ACRES USA was supporting the organic movement before "organic" was a buzzword. Over forty years ago ACRES started publishing books and their monthly magazine and hosting gatherings to support the budding new field of natural farming. Now they are a pillar of the movement, and we attended their annual flagship event, "Eco-Ag 2016," which was hosted last week in Omaha.
Dozens of speakers laid out the stories from their farms, research, and lives in the movement. We attendees felt at once energized and exhausted as we left the three-day event, ready to put inspiration into action. The diversity of topics ranged from commercial-scale chicken houses that utilize adjacent paddocks for chickens to forage under hazelnut orchards, to conventional cropping - managing weeds and fertility with cover crops and livestock, to personal stories from leaders like Grace Gurshuny who was involved in the early organic movement and then criticized by her peers when she worked on consolidating regulations that would allow USDA Organic certification to exits.
Through all the divergent topics, two themes kept showing up again and again. Soil Microbes and Soil Organic Matter. These are the sexiest things in farming today. Soil microbes are bread and butter to this blog, so I was satisfied to hear again and again acknowledgment to bacteria, fungi, and their predators from nearly every researcher and farmer at the lectern. These organic farmers are proud and humbled by the power of microbiology. Often their innovation in cropping and livestock management is viewed with skepticism by neighbors and extension, when the seemingly impossible proves true one thing is always the same: a thriving soil food web has colonized the soil. I was pleased to hear so many successful farmers testifying to the power of biology.

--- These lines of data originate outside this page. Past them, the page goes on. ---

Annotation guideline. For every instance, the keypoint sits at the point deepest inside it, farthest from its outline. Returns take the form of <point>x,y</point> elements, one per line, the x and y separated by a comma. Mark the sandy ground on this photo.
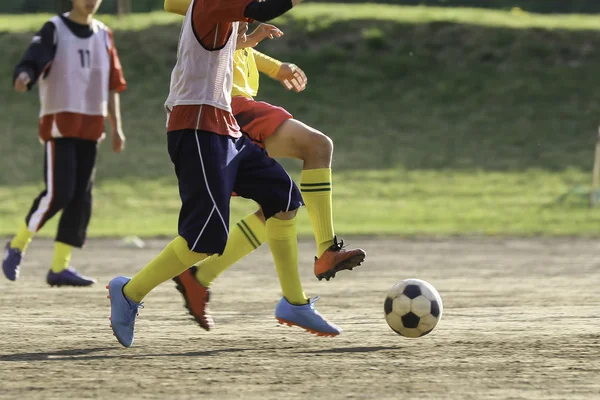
<point>521,321</point>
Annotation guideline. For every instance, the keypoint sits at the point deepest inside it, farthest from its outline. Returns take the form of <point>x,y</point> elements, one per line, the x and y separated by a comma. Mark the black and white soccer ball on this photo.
<point>413,308</point>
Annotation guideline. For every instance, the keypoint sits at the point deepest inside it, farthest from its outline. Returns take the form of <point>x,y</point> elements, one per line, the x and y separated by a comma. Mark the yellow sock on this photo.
<point>22,239</point>
<point>315,185</point>
<point>172,261</point>
<point>62,256</point>
<point>283,242</point>
<point>245,237</point>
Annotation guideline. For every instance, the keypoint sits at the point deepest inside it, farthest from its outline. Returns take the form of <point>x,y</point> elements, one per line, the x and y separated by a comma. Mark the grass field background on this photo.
<point>445,121</point>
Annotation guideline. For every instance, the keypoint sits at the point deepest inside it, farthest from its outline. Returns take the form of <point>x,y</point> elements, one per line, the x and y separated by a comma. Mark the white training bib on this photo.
<point>78,80</point>
<point>202,76</point>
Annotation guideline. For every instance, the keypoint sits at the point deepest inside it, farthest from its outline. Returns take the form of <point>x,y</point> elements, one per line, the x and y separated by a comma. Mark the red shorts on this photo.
<point>258,119</point>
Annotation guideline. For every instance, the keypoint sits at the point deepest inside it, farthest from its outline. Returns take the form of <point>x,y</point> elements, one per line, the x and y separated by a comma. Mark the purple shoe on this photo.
<point>11,262</point>
<point>68,277</point>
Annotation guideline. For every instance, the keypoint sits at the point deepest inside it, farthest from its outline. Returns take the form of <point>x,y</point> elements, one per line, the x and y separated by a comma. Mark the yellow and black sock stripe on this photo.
<point>315,187</point>
<point>249,234</point>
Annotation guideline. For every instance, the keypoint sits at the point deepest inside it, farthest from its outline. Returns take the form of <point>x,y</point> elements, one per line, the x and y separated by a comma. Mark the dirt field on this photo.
<point>520,322</point>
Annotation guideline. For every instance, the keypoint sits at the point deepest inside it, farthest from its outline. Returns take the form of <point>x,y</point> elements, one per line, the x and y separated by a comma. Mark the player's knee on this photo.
<point>320,146</point>
<point>61,198</point>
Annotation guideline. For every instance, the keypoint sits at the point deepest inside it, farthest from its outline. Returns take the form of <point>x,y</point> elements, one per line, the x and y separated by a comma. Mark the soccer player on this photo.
<point>282,136</point>
<point>80,77</point>
<point>212,159</point>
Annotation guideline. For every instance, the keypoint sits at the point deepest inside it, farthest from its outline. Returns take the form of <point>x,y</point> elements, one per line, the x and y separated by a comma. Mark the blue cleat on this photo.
<point>68,277</point>
<point>11,262</point>
<point>305,316</point>
<point>122,311</point>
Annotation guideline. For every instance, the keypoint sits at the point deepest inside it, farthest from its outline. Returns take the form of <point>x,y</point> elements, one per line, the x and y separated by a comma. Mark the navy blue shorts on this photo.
<point>209,168</point>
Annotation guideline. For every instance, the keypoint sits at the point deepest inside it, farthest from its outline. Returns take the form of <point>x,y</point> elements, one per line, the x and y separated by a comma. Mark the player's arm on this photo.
<point>36,59</point>
<point>267,65</point>
<point>290,75</point>
<point>117,85</point>
<point>261,32</point>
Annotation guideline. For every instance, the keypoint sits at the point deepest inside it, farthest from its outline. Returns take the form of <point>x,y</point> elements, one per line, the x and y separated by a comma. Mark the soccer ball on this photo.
<point>413,308</point>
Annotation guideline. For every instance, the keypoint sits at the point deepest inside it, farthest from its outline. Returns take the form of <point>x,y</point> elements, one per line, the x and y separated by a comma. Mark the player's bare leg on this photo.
<point>294,139</point>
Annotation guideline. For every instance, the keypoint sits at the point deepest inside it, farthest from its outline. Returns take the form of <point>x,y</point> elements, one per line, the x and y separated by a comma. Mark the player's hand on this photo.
<point>118,142</point>
<point>292,77</point>
<point>23,79</point>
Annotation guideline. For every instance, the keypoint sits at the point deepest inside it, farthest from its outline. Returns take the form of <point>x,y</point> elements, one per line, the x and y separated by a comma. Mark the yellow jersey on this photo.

Soil organic matter (SOM) has been known since early soil science as a powerful indicator of soil health. "Humus" is another catch-all term for this carbon-based component of soil. When some speaker, scientist, or salesman at the tradeshow wanted to show some data that proved their soil was regenerating, they went straight for soil organic matter. Everyone knows that soil with 5% SOM or greater is wholly a different material all together than the soil most crops must grow in. When someone shares a result that shows a steady increase in SOM over the course of years, growers start to salivate.
These take-homes are very validating of our work here at Soil Dynamics. A healthy compost, like the compost that we carefully produce, is an ecosystem swarming with the soil microbes that inhabit any healthy soil, on top of that, compost itself is humus - almost completely organic matter. For the home gardener a few yards of compost will bump small vegetable beds over the 5% SOM mark and lay the foundation for robust, nutrient dense plants.
There's always more to learn, it's the classic case that the more I learn about soil, the more questions I have. But when we forget about the why's, the fact remains that our healthy soils are full of humus and microbes. So with that we can keep calm and carry on planning our gardens for 2017.